We kick off a fine-tuning job by navigating to the fine-tuning tab of the Dashboard. Under “Rerank”, click on “Create a Rerank model”.

Next, upload the .jsonl files you just created as the training and validation sets by clicking on the “TRAINING SET” and “VALIDATION SET” buttons. When ready, click on “Review data” to proceed to the next step.

Then, you’ll see a preview of how the model will ingest your data. If anything is wrong with the data, the page will also provide suggested changes to fix the training file. Otherwise, if everything looks good, you can proceed to the next step.

Finally, you’ll provide a nickname for your model. We used casehold-rerank-ft as the nickname for our model. This page also allows you to provide custom values for the hyperparameters used during training, but we’ll keep them at the default values for now.

Once you have filled in a name, click on “Start training” to kick off the fine-tuning process. This will navigate you to a page where you can monitor the status of the model. A model that has finished fine-tuning will show the status as READY.

Step 4: Evaluate the Fine-Tuned Model

Once the model has completed the fine-tuning process, it’s time to evaluate its performance.

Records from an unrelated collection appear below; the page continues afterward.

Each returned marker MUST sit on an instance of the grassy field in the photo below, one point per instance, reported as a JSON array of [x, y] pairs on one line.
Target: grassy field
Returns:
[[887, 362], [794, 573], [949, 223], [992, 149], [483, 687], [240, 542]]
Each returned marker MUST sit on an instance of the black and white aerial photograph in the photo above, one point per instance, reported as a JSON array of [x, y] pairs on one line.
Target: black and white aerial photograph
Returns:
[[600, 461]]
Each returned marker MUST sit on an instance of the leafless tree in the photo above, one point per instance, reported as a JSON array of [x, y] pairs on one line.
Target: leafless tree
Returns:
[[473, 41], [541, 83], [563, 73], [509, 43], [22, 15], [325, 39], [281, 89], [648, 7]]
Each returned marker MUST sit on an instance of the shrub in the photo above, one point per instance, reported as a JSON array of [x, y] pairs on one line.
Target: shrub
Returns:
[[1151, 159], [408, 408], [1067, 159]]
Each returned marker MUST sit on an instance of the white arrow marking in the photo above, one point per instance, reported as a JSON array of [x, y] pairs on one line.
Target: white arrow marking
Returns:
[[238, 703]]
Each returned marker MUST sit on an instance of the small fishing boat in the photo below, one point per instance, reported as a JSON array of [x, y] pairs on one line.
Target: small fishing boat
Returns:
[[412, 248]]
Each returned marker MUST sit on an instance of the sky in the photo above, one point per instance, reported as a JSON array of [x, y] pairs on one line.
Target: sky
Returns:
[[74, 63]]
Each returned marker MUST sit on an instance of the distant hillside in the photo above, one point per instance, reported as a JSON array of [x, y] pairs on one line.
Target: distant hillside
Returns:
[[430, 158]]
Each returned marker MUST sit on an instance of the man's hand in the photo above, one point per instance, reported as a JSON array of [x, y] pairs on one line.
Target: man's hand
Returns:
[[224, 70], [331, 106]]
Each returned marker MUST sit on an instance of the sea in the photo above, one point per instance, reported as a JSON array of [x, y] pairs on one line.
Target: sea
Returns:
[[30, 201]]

Navigate to the API tab of the fine-tuned model. There, you’ll see the model ID that you should use when calling co.rerank().

In the following code, we calculate the test accuracy of the fine-tuned model. We use the same get_prediction() function as before, but now just need to pass in the fine-tuned model ID.

PYTHON
1# Calculate fine-tuned model's test accuracy
2df_test["ft_prediction"] = df_test.apply(
3 get_prediction,
4 model="9f22e08a-f1ab-4cee-9524-607dcb08c954-ft",
5 axis=1,
6)
7print(
8 "Fine-tune accuracy:",
9 sum(df_test["ft_prediction"] == df_test["label"]) / len(df_test),
10)

The fine-tuned model has test accuracy 80%, which is a meaningful improvement over the pre-trained model’s accuracy of 60%.

Conclusion

In this chapter, you learned how to fine-tune a model for the Rerank endpoint on a custom dataset in the legal domain. As described in the documentation, you learned how to prepare the fine-tuning data, start a fine-tuning job, and understand the results.

For simplicity, we’ve worked with just a small example here. You’re encouraged to use the process detailed here to fine-tune the Rerank endpoint on a larger dataset.